-Character thoughts that cannot be heard by other characters are to be italicized and not put in quotations, though this is flexible based on perspective and narrative. Also, if you make one character's thoughts read by the reader when not in first person, DO NOT also write out the thoughts of other characters. You just stick to the one, at least for that scene or chapter.

-YOU MUST ALWAYS BREAK THE PARAGRAPH IF A DIFFERENT CHARACTER IS SPEAKING. 


Part two: Making your dialogue flow and feel realistic

Now, how do we make dialogue feel realistic? Well, realistic even in a sense of fantasy/fiction, that is. Dialogue is perfect for expressing plot and revealing things about characters, environment, plot, and emotion. However, there is one very VERY important rule to writing dialogue:

YOU CANNOT EXPLICITLY SAY WHAT YOU WANT TO SAY!

That's right. Avoid being upfront at all costs. Confusing? Of course it is! I'll give you an example

Context for this scene: Character A, "Terrance," needs to break up with character B, "Ada." He feels emotionally abused by her, doesn't feel like their relationship is equally yoked, and is confused about his feelings for a third character. Other things you would want the reader to know (perhaps already explained earlier on in your work, out of this scene) is that Terrance is completely blind, he and Ada have been in a relationship for a year and a half, they are both Juniors in high school, Ada doesn't like Terrance's littler brother, and it is the beginning of Christmas break. First, I will show you what NOT to do to write this scene.

"Ada, can we talk?" Terrance asked as he joined her outside in the snow.

"It's Christmas break! We have all the time in the world to talk!" Ada said with a grin, "I know you can't see it, but I am smiling right now. I am happy!"

"How long have we been dating?" Terrance asked grimly. 

"A year and five months!" Ada replied, "why do you ask?"

"I just... feel strange?" Terrance responded hesitantly. 

"About what?"

"I want to break up with you," Terrance confessed.

"What?! Why!?" Ada exclaimed in alarm, "you can't leave me! You need me! We're only Juniors in high school, but still! We need each other!"

"I know, Ada, I'm sorry," Terrance sighed.

"It's because of your brother, isn't it?" Ada said with a sour tone in her voice. "I've always hated him. He told you to do this. Whatever lies he told you aren't true!"
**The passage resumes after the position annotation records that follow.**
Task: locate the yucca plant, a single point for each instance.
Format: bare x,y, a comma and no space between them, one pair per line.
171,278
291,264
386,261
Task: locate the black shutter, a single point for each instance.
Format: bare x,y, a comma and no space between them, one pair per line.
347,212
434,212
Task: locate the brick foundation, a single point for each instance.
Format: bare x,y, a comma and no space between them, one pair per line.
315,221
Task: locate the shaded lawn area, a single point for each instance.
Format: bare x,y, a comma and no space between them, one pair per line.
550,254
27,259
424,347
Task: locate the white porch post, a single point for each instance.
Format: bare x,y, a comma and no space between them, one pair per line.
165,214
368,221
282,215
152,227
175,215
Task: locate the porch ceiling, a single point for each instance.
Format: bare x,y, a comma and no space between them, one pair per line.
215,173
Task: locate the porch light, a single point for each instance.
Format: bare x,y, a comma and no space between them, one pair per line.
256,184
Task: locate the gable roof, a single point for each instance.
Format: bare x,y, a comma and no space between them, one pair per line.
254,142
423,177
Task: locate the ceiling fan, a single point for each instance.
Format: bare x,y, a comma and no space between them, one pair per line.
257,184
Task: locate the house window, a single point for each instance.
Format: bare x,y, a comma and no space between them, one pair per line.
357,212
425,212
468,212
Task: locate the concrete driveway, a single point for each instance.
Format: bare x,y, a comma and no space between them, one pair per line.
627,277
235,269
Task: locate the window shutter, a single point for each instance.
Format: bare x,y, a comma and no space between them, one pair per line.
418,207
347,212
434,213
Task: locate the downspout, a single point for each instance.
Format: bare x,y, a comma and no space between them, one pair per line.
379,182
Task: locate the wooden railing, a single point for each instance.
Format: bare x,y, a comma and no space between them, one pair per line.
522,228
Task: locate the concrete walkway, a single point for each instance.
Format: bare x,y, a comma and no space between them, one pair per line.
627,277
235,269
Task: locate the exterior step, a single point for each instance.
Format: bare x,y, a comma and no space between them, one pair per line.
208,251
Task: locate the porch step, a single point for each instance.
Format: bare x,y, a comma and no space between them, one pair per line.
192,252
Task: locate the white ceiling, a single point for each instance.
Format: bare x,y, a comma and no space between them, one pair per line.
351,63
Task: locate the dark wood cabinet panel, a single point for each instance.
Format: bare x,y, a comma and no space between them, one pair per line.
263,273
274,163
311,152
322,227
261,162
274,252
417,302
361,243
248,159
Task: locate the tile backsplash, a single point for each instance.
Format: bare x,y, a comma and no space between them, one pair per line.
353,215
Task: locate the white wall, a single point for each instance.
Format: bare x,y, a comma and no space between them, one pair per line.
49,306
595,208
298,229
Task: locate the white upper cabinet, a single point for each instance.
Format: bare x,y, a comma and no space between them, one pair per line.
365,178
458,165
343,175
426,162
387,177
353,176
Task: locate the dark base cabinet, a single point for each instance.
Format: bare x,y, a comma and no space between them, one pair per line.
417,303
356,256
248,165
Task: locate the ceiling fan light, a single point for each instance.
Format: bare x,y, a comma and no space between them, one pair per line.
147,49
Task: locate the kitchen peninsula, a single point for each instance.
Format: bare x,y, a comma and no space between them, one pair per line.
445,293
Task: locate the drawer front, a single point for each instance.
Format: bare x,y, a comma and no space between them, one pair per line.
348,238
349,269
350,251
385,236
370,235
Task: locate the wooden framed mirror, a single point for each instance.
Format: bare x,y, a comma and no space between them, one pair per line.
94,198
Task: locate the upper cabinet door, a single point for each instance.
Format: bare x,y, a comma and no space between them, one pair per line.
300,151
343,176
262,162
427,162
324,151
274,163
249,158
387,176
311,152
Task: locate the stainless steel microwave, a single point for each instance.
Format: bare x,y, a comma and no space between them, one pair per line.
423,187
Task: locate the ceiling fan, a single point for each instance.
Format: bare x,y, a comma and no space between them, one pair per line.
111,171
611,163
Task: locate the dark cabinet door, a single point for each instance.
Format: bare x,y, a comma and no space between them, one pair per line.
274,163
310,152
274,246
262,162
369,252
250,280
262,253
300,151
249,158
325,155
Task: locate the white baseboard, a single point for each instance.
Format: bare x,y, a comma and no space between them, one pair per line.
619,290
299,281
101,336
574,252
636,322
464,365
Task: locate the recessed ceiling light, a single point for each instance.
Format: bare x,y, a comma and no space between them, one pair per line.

"It's not about him, Ada," Terrance said, "it's... Iisan."

"Iisan?! You're gay?!" Ada fumed with anger. 

"Well, I'm not actually sure."

"So you've been lying about your attraction to me all this time?!" Ada huffed, opening the back patio door to go back inside.

"No, I wasn't! I never lied!"

"Well, I guess it's over then. Goodbye, Terrance!" Ada said, stepping back into the house and abandoning him on the outdoor patio.


What was wrong with that scene? Everything. Well, I did say everything I wanted to say. The reader now knows that this takes place during Christmas break, these are two high school kids, Terrance is confused about his sexuality, Ada hates his little brother, and now they've broken up. I ticked all the boxes that needed to be accomplished with that scene yet it was completely and utterly wrong. Why?